Ex Epic Games and Gears of War top dog, Cliff Blezinski, has stood up for the recently resigned Adam Orth, who made sarcastic remarks about consumer hate for always-on systems, suggesting that Orth was right, it's something that's going to be increasingly prevalent and we might as well get used to it.
"My gut is telling me that an always online future is probably coming. It's coming fast, and possibly to the majority of the devices you enjoy. Adam's analogies weren't that far off; although the vacuum one was kind of weird. Sim City, with all of its' troubles on launch, seems to be selling briskly."
"Diablo 3, the poster child of a messy launch, is estimated to be at 12 million units. I would bet money that without the always online elements of Diablo 3 that it would have sold half of that."

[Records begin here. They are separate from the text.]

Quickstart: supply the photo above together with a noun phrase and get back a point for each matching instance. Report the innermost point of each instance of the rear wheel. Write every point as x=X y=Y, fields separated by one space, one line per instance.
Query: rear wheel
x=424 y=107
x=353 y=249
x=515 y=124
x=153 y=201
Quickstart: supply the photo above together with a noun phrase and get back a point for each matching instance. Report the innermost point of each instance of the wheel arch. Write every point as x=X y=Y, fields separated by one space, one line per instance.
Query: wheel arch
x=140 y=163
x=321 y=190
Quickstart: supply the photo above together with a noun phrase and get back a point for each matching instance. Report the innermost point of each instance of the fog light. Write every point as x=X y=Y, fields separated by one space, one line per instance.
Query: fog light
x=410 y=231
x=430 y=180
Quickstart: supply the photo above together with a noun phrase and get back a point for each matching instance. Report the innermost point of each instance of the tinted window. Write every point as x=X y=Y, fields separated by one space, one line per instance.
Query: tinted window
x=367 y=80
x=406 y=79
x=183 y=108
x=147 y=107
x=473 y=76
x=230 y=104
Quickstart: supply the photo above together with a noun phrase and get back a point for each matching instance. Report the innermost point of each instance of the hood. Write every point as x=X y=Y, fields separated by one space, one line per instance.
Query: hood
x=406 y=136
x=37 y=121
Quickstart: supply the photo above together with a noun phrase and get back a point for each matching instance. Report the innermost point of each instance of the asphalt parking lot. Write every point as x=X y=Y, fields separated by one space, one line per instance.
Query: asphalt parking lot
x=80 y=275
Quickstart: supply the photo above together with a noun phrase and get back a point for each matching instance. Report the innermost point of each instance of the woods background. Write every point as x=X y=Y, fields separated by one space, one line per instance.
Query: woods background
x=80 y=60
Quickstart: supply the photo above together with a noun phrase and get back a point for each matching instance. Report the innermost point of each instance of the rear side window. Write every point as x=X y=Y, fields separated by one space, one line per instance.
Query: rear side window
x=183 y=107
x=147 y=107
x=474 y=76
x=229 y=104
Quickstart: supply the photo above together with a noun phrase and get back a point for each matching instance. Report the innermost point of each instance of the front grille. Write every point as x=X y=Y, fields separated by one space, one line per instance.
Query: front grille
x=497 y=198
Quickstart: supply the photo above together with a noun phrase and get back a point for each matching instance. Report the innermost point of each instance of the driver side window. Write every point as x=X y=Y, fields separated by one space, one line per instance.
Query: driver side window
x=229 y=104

He then drew a tangent between always-on adoption and Microsoft's decision to make the original Xbox a broadband only console, in the days when broadband adoption wasn't anywhere near the level it is today.
"I'd be willing to say that any early adopter for any new piece of technology is probably going to have some sort of solid internet connection," he said (via CVG). "Also, and I've stated this before, keeping that umbilical cord connected might not always require some sort of insane fat pipe. Sometimes just 3G might be enough."
"Technology doesn't advance by worrying about the edge case," he concluded.
Annoyingly, the man does have a point. The gaming industry does have a history of resisting change. Steam wasn't a popular idea initially and look where we are now. We're living in an increasingly interconnected world and we all spend half our lives on phones or PCs, looking at stuff online.
What do you guys think? Is Cliff making a good point, or speaking a load of gumf?